Leaving aside possible parallels with the negative affects he previously attributed to drinking apple cider, he was admitted into a rehab facility in New York. He later travelled to Russia where he was put in a medically induced coma as part of an emergency detox.
He has since discussed the long, grueling process of his physical recovery. By all accounts he barely survived, and he deserves compassion both for his suffering in that time and for the ongoing struggle shared by all former addicts to remain clean. But the point remains that, throughout his burgeoning career as a cultural critic and font of life advice, his “house” was not “in perfect order” — far from it.
So will Jordan Peterson’s new book acknowledge where he fell short? Will he renounce his “perfect order” rule, or maybe add a new rule about not buying into fad diets? Will he acknowledge that an ethos of personal responsibility is not always a match for the surprising challenges life throws at us?

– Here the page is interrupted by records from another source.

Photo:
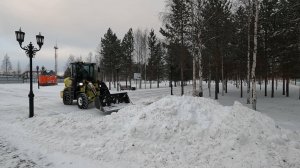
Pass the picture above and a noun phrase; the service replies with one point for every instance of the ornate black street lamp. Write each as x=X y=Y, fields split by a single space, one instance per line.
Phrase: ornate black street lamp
x=37 y=73
x=30 y=52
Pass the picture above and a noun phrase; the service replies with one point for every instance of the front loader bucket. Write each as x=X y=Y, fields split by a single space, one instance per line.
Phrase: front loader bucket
x=112 y=103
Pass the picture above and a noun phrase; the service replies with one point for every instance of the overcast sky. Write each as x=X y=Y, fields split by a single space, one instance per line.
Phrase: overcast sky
x=76 y=25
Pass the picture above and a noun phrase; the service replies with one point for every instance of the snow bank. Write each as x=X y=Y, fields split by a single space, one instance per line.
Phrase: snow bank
x=171 y=132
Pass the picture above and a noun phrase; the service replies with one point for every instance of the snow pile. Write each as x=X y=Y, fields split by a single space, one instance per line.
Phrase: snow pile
x=172 y=132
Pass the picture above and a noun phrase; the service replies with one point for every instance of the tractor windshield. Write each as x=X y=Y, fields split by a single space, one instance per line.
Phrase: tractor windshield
x=84 y=72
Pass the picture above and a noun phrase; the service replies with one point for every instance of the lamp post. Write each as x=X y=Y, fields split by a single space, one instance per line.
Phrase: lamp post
x=37 y=72
x=118 y=68
x=30 y=51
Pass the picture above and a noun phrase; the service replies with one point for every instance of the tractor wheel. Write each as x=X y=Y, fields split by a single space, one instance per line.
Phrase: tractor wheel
x=82 y=101
x=67 y=98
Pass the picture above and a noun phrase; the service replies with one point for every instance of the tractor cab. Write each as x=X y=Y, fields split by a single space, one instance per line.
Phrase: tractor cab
x=82 y=71
x=83 y=87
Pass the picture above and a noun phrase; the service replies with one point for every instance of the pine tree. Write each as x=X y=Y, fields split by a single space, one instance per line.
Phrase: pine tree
x=217 y=33
x=127 y=56
x=177 y=29
x=110 y=51
x=6 y=65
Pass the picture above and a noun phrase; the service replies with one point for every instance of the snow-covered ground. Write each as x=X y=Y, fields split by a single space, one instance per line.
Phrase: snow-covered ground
x=158 y=130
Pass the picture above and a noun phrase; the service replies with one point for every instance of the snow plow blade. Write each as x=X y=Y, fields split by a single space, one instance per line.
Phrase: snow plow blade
x=112 y=102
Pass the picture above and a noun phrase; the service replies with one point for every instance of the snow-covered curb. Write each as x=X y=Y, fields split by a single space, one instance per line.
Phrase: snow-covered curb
x=171 y=132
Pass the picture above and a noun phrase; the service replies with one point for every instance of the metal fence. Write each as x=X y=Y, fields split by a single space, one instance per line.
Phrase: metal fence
x=16 y=79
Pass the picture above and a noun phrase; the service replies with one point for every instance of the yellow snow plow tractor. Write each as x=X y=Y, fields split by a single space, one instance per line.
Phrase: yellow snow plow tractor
x=83 y=87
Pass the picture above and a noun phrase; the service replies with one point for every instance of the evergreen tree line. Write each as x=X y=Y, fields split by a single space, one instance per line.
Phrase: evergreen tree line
x=256 y=41
x=7 y=68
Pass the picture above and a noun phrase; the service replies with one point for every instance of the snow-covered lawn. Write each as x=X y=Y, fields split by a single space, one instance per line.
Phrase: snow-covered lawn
x=158 y=130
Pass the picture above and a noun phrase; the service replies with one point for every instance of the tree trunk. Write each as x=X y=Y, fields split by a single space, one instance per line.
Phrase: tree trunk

Peterson has demonstrated a capacity for humility before. When confronted by counterarguments from men like Joe Rogan, Jim Jefferies, and Slavoj Žižek — all of whom seem to defy his association between chaos and femininity — he has readily backed off some of his hardline stances.
So it may turn out that Peterson’s new book will be circumspect and self-aware — will demonstrate a willingness to learn from his mistakes and extend more compassion to the struggles of people who are unlike him. If that’s the case, both Peterson and Penguin Random House can both be forgiven for what seems — at the moment — like a blindness to the irony involved.
But short of that kind of redemption arc, it seems absurd to think that anyone should still be looking to Jordan Peterson for life advice.
Beyond Order will go on sale next March, and is now available for pre-order for anyone who thinks happiness is pointless.